I adored this book. Maybe it's just that I have a definite soft spot for books about books & booksellers, but I certainly was not alone in loving this sweet little novel. I think it was great because while it was definitely modern, it retained that "timeless classic" feel in many ways. I am smitten with books that can do that well.
The story begins by focusing on Amelia, a young new employee of a publishing house. She is on a ferry, en route to a sales call at a small bookstore; her job is to pitch the upcoming season's books. She is shocked by the rude reception she receives at A.J. Fikry's shop, but is unaware of all that is going on with the older man: he has recently lost his wife, and is feeling desperate and alone and terribly unhappy. Unfortunately, he takes this out on Amelia, and so clearly her first impression is not a good one.
The book's focus then moves from Amelia to A.J., and follows the man after he leaves the meeting. The reader watches his lonesome and solitary existence as he continues to mourn his wife and seems at a loss as to what to do with himself, aside from drinking every day away. But things begin to change as first Fikry suffers a bit of misfortune, which brings him unexpectedly out of his shell and kindles a new friendship. Then, he is even more startled out of his complacency by the surprise of a toddler left in his bookshop, a note pinned to her, requesting that she be taken good care of. Unexpectedly, Fikry is charmed by the young girl and ultimately becomes her father. Because of this new responsibility, he really begins to live once again, interacting once again with the island and even with Amelia. One of my absolute favorite scenes is the pair's reunion meeting at The Pequod restaurant: their banter charmed me so thoroughly.
The great thing about this book is that it isn't just a story about love and redemption, it's also got a little bit of mystery tied in with it.

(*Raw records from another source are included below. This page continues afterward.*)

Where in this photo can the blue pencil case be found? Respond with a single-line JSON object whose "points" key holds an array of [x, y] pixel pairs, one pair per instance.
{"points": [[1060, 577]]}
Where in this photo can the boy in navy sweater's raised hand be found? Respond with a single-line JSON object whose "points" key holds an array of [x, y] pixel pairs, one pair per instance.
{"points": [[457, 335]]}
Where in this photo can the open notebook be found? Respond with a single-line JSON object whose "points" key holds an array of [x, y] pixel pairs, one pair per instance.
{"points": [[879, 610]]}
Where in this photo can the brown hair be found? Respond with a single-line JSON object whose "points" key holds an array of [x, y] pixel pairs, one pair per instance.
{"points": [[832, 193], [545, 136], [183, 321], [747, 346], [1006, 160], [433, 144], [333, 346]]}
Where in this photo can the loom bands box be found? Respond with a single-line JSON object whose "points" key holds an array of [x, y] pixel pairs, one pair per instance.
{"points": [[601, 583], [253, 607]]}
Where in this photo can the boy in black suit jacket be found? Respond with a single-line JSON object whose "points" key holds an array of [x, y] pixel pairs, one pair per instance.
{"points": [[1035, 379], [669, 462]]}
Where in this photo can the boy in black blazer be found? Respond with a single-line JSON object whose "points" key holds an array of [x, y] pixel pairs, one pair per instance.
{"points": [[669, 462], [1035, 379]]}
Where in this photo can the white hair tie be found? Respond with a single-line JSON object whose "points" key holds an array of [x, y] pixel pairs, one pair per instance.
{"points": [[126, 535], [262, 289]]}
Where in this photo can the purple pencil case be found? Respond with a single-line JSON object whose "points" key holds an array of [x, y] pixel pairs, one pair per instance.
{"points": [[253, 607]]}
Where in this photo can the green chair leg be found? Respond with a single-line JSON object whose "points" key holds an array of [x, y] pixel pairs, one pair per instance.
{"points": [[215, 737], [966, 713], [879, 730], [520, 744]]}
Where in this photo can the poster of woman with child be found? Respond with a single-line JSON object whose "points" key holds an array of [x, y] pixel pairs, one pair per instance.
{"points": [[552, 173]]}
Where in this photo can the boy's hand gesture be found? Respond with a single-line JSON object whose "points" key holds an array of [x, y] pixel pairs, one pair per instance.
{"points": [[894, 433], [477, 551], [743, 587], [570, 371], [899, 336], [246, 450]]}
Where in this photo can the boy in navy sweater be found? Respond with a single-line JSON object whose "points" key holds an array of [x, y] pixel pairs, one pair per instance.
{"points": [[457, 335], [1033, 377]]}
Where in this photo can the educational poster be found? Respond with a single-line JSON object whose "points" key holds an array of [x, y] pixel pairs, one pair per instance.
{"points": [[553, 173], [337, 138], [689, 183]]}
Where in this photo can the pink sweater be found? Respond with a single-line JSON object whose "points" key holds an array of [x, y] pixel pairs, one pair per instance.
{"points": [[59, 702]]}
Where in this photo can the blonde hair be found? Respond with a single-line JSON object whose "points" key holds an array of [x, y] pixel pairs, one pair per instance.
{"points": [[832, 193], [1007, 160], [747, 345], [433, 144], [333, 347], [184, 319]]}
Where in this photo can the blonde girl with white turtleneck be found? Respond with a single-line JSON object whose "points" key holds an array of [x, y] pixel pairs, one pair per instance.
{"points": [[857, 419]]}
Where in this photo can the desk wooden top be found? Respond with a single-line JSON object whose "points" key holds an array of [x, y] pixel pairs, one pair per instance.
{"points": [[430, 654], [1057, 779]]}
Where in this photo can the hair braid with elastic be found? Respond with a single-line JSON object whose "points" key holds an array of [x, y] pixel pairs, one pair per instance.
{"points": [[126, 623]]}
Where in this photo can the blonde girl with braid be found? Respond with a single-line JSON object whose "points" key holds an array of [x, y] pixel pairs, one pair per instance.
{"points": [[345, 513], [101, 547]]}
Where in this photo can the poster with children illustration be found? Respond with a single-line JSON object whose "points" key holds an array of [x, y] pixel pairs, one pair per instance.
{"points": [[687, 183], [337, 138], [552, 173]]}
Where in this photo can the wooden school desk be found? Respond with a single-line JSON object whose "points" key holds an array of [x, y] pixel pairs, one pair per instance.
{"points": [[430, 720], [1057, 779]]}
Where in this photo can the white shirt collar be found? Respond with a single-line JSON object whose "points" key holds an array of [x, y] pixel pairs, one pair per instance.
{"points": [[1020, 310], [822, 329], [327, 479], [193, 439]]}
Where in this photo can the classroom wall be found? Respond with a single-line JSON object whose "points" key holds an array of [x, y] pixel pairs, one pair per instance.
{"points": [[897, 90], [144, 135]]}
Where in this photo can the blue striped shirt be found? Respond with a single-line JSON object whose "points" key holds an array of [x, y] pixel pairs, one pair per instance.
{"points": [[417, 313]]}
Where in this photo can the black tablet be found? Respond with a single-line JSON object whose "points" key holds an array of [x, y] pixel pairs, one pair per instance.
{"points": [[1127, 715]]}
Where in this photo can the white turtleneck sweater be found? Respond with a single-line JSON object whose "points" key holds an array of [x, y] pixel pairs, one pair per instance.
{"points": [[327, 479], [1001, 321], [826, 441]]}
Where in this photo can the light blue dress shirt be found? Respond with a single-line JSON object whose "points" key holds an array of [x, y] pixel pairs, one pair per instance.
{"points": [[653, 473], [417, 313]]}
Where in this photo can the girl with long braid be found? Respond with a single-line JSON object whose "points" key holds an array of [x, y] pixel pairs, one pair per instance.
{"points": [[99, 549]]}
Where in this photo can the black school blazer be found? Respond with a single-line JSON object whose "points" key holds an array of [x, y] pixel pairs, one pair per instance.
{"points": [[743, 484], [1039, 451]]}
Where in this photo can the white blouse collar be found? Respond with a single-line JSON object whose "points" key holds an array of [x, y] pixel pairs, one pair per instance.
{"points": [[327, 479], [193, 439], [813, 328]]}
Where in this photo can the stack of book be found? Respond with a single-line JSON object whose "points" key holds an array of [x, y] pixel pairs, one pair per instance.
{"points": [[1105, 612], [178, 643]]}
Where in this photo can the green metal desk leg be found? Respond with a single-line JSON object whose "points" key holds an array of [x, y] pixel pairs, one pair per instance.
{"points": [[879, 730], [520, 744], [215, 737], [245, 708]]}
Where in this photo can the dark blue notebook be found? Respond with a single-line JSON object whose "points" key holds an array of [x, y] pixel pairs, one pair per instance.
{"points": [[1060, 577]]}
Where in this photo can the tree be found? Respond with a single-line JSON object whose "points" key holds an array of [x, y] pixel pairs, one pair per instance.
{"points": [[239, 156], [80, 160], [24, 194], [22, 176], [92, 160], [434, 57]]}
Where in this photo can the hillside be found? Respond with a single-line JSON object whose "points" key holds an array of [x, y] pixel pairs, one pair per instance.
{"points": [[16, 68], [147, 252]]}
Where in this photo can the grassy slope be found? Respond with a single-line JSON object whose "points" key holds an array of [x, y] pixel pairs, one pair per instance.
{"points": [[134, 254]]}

The story behind the child's appearance doesn't really get resolved for quite some time, which doesn't really matter - the reader isn't sitting on the edge of their seat waiting for the reveal - but it is an intriguing little background to the bigger story unfolding, that of the creation anew of a family, and a life.
If you are a book lover, you will also adore how every chapter begins with a small review written from A.J. to his daughter, Maya. It's a wonderful way to start each section, and I found myself adding a few more books to my to-read list!